I have wanted to paint for a few days now but haven't had any extra energy (or the will to sit still for so long) after running various errands and keeping some appointments. But yesterday I found a black-and-white photo online of Carson McCullers (the photo is by American photographer Louise Dahl-Wolfe),  having a relaxing moment with her cigarette, and the pose appealed to me as something I could have fun with, particularly in a horizontal format. So I covered a piece of paper with a heavy layer of swirled-on gesso for texture, and this afternoon I jumped in.

She turned out a little less painterly than I had intended; I had the dickens of a time getting all the angles of the arms/shirt right, and almost lost the significant hand out of the top of the frame, but after sketching, painting over the charcoal and doing it again a couple of times, I finally got pretty close. The hand combination is vastly overworked, but also fairly accurate after a few tries. Now that I'm looking at it again, that bottom wrist needs to come up a bit, and her ear is at a weird angle. And her nose is too long. Sheesh. Maybe some adjustments are in order...

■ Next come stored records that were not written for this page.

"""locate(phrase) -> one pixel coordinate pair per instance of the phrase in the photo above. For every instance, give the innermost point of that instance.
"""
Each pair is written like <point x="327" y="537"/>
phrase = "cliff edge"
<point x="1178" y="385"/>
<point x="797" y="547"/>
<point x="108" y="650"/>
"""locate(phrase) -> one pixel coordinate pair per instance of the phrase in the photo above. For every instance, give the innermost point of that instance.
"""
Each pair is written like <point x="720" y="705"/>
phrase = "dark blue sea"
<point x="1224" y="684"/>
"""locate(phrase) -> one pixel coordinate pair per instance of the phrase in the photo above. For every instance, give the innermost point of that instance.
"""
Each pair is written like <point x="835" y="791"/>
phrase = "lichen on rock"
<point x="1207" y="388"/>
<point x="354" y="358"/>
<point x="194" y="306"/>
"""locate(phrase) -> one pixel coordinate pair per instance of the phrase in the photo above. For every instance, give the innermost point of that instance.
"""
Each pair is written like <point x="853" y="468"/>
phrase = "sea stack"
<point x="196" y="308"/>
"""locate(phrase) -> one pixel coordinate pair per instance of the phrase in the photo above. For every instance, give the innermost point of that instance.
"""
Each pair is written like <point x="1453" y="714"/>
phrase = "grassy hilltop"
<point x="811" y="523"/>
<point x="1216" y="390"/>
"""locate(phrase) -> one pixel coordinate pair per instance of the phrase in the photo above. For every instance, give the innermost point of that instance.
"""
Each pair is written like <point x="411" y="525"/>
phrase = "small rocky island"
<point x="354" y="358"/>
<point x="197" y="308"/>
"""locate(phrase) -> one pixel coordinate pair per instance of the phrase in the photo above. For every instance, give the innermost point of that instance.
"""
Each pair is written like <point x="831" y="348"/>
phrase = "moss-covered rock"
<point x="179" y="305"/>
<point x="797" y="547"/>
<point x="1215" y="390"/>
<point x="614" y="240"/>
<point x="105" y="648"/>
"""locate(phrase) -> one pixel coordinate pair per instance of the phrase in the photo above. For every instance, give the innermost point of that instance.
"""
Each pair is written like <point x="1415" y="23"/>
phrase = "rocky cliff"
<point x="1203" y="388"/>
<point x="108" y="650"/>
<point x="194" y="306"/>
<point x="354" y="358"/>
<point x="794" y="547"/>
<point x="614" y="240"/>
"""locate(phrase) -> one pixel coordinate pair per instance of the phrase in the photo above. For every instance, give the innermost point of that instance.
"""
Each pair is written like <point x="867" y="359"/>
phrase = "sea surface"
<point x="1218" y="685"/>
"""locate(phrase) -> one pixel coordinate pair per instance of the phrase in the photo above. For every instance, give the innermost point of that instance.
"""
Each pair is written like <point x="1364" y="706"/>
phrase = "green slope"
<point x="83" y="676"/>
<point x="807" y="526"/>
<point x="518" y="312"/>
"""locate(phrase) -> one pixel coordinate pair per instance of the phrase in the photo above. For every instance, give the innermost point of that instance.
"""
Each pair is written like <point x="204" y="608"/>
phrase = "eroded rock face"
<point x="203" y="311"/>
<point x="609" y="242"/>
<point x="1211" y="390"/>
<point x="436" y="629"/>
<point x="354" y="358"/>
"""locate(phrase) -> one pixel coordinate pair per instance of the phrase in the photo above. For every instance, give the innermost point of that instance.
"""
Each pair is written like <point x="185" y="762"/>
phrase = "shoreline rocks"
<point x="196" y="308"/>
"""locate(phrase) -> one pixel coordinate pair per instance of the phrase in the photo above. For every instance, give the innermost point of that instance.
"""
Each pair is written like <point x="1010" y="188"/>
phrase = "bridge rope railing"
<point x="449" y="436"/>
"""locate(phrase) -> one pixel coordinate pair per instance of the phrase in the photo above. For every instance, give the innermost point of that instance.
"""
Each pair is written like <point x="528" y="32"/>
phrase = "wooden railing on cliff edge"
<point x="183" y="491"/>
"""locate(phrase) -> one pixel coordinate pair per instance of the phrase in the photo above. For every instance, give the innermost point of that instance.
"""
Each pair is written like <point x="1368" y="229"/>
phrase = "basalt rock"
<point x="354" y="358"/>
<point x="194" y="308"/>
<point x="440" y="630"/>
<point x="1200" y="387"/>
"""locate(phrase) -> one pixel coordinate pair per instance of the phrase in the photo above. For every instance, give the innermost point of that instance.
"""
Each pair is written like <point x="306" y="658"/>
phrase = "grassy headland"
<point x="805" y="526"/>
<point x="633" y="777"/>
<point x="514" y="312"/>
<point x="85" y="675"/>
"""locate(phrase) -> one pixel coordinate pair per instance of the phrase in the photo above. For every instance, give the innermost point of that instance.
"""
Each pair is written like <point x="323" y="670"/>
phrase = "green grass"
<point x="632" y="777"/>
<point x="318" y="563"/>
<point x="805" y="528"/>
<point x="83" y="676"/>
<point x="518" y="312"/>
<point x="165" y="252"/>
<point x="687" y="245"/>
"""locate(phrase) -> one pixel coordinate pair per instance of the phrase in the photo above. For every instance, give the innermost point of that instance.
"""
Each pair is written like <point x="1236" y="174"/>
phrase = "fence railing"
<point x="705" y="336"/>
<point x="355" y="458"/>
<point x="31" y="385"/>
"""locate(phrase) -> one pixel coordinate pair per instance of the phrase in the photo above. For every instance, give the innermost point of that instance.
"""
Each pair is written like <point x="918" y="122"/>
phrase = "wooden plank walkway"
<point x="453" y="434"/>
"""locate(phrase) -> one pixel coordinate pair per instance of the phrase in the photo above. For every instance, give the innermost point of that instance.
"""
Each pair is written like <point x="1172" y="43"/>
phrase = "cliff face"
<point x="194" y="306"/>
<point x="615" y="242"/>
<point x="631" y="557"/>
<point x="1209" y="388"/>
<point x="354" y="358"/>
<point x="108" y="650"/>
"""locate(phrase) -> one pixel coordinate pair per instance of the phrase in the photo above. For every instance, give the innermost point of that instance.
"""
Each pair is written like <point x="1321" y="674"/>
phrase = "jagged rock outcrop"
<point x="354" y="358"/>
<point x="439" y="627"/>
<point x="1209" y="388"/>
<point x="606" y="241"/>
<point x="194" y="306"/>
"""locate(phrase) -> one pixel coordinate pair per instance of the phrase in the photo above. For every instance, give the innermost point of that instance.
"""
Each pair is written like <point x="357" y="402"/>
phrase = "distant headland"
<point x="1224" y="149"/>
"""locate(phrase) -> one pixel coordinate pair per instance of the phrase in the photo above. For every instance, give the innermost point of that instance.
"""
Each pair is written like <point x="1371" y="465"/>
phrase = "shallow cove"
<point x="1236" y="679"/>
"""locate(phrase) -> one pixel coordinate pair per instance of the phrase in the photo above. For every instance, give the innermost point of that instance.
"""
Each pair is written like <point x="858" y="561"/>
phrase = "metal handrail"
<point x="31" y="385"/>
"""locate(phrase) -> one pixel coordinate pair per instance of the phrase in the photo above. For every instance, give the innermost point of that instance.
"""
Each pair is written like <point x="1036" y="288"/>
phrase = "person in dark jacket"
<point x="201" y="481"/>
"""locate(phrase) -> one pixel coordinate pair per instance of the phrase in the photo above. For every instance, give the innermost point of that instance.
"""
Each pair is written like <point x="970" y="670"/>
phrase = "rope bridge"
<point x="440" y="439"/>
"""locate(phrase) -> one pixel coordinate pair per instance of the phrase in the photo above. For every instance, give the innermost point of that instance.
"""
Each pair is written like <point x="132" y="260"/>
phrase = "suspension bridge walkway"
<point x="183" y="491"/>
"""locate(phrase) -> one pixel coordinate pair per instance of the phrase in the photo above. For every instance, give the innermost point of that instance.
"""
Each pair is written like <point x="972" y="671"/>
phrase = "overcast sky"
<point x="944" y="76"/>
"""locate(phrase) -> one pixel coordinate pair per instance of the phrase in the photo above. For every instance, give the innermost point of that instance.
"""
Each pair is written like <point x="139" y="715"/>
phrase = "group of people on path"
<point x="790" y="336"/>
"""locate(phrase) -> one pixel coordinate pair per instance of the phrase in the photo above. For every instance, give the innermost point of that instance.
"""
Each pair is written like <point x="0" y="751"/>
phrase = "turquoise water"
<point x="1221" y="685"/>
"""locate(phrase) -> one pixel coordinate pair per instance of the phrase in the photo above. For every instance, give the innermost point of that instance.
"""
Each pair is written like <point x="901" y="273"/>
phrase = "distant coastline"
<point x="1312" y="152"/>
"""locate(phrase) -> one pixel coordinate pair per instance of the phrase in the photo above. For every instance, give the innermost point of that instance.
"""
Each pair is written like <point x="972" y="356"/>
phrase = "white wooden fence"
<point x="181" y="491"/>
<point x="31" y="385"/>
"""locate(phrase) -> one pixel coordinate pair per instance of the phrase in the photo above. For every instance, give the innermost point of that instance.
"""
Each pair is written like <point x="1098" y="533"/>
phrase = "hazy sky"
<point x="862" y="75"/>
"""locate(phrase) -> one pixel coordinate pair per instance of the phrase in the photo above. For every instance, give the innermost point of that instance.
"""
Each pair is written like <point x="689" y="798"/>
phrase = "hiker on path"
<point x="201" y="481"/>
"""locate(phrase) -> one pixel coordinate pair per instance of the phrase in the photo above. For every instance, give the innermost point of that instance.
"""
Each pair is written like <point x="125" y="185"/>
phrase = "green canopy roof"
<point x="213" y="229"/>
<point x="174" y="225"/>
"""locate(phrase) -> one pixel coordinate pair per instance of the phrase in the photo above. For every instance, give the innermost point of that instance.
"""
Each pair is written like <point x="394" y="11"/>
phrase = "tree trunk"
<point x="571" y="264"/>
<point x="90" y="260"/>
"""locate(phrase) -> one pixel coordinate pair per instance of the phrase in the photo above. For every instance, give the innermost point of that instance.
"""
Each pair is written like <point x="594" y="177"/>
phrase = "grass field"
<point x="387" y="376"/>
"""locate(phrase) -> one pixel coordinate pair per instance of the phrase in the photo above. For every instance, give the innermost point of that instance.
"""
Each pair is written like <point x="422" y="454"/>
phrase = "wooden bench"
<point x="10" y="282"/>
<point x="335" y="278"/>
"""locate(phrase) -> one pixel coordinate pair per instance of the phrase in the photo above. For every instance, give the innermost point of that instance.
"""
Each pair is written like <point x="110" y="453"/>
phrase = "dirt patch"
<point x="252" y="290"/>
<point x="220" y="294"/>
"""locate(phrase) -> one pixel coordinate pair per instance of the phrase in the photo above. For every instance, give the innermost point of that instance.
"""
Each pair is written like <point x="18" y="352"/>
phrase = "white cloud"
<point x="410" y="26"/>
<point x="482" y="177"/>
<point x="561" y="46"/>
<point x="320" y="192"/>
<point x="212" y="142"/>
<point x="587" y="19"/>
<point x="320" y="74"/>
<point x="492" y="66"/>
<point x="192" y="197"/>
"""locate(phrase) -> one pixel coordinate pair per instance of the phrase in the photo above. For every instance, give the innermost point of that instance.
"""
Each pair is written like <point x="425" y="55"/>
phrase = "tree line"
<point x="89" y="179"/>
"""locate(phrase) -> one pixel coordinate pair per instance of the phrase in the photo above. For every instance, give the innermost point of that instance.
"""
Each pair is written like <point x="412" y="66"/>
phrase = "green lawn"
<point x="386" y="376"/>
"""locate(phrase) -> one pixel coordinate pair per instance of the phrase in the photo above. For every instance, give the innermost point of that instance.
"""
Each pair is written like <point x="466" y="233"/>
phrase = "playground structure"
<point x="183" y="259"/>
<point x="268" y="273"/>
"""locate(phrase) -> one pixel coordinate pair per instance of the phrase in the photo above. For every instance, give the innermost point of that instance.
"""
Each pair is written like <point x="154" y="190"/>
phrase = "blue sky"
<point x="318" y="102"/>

Note: I went back in later in the evening and shortened her nose, fixed the angle of her ear, and adjusted the bottom wrist. One advantage of working in acrylic! I think it's better...and it looks more like the model, too—she actually has that long space between nose and upper lip!

I did have fun remembering to carry all colors into all areas of the painting, so that there is a little of the background green in her face, while the blue of her eyes carried through to the shadows on her shirt. I added the purple shadows last, because once I was done, the face didn't look sufficiently world-weary in comparison with the one pictured in the reference photo!


"CarsonSmokes"—white gesso, charcoal, acrylic paints, navy Stabilo pencil,
on Fluid 140-lb. coldpress paper, 16x12 inches.